The Obama administration has revealed that a Somali militant linked to Al Qaeda was captured in April and held for two months on a U.S. Navy ship while being interrogated. The case is the first known example of the Obama administration secretly holding and questioning a terror suspect.

July 05, 2011|By Ken Dilanian, Los Angeles Times

WASHINGTON -- A Somali militant linked to Al Qaeda in both Somalia and Yemen was captured in April and held for two months on a U.S. Navy ship while being interrogated, Obama administration officials said Tuesday.

The case is the first known example of the Obama administration secretly holding and questioning a terror suspect. It also sheds light on growing concerns about links between extremists in Somalia and Yemen, two of the world's poorest, least stable countries.

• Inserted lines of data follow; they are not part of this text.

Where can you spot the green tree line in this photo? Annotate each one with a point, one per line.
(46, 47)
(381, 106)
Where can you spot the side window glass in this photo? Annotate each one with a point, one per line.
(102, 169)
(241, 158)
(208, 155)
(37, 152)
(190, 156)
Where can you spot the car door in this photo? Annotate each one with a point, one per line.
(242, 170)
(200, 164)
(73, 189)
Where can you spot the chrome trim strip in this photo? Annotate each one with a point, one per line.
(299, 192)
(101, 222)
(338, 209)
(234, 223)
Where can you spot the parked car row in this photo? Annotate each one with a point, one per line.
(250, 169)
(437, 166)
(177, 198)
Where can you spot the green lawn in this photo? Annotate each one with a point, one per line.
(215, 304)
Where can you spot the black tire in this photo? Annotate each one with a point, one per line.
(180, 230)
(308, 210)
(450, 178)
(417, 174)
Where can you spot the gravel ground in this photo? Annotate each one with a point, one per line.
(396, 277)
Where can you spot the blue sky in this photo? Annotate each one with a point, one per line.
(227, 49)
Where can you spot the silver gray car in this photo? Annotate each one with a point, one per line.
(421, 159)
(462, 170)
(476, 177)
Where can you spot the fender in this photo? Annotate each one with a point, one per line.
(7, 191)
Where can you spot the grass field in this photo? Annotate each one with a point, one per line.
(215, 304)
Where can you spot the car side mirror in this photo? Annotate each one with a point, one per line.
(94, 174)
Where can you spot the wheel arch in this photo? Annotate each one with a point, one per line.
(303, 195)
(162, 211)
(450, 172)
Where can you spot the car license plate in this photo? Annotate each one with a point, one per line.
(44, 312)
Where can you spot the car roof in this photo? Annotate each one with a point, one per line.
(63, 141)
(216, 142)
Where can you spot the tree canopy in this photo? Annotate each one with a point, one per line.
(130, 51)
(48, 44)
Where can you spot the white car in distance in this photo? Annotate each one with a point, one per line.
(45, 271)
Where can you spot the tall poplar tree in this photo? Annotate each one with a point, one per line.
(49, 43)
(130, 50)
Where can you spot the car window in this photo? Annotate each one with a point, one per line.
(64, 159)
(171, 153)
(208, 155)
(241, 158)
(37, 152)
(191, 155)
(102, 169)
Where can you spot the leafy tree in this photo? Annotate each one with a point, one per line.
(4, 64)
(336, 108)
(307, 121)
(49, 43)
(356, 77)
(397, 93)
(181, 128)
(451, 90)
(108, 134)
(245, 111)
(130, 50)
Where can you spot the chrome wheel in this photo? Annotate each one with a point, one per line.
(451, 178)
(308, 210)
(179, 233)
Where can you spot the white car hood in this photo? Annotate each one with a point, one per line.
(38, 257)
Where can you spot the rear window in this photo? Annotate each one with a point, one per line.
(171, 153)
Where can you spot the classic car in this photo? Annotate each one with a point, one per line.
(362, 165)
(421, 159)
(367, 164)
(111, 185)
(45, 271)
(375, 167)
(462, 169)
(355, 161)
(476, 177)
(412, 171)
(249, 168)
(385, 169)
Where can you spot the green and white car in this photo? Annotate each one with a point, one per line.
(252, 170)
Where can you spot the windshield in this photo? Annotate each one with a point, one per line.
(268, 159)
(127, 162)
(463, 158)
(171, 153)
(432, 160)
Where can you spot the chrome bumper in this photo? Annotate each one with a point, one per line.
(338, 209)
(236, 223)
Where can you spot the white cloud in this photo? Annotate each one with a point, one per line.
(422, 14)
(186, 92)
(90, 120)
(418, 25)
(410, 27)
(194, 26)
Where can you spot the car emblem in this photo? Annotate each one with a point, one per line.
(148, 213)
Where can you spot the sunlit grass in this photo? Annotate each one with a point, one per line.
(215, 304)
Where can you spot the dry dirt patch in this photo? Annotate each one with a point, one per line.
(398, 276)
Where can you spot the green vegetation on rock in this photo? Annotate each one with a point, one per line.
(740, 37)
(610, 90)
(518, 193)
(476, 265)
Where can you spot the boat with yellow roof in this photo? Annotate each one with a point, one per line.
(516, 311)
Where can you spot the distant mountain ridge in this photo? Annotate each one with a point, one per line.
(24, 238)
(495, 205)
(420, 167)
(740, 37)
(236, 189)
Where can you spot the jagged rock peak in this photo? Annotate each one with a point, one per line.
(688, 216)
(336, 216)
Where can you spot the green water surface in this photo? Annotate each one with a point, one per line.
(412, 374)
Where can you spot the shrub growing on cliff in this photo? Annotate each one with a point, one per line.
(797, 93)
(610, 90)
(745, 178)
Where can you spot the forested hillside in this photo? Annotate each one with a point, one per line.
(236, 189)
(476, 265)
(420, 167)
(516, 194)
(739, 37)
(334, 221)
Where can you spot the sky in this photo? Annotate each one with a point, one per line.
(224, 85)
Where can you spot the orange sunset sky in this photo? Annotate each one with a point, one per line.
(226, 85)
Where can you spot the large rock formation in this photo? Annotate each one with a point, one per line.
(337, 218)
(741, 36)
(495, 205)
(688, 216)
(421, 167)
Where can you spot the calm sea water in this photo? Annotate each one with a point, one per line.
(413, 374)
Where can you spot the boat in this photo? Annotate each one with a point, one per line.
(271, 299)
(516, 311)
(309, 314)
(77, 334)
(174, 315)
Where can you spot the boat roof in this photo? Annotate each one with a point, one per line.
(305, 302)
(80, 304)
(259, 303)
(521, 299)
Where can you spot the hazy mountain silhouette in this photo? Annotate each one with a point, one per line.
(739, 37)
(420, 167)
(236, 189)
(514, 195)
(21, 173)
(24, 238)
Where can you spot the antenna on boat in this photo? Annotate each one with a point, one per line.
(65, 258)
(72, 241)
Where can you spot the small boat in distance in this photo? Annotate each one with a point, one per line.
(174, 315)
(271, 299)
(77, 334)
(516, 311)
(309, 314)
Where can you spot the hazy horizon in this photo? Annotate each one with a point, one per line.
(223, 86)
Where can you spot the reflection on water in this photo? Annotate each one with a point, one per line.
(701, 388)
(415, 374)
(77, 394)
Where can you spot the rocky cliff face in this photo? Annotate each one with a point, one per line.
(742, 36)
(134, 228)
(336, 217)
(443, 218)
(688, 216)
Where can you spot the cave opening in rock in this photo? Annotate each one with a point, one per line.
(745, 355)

Administration officials revealed the case Tuesday after an indictment against the man, Ahmed Warsame, was unsealed in federal court in New York. The indictment charges Warsame with providing support to a terrorist organization.

Document: Ahmed Warsame indictment details

Officials said Warsame's interrogation was conducted "humanely" and under the rules of the U.S. Army Field Manual, which strictly limits the types of interrogation techniques that can be used. During the interrogation, Warsame provided considerable information about activities in Yemen, the officials said. He was questioned by members of the High Value Interrogation Group, a unit made up of FBI, CIA and Defense Department personnel, said senior administration officials who spoke on condition of anonymity.

After two months at sea, Warsame was read his Miranda rights and transferred to FBI custody, officials said. He waived his right to a lawyer and continued talking. The information gleaned in the military interrogation was not used against him in the FBI questioning, which formed the basis of the nine-count indictment charging him with material support to Al Qaeda groups in both Somalia and Yemen.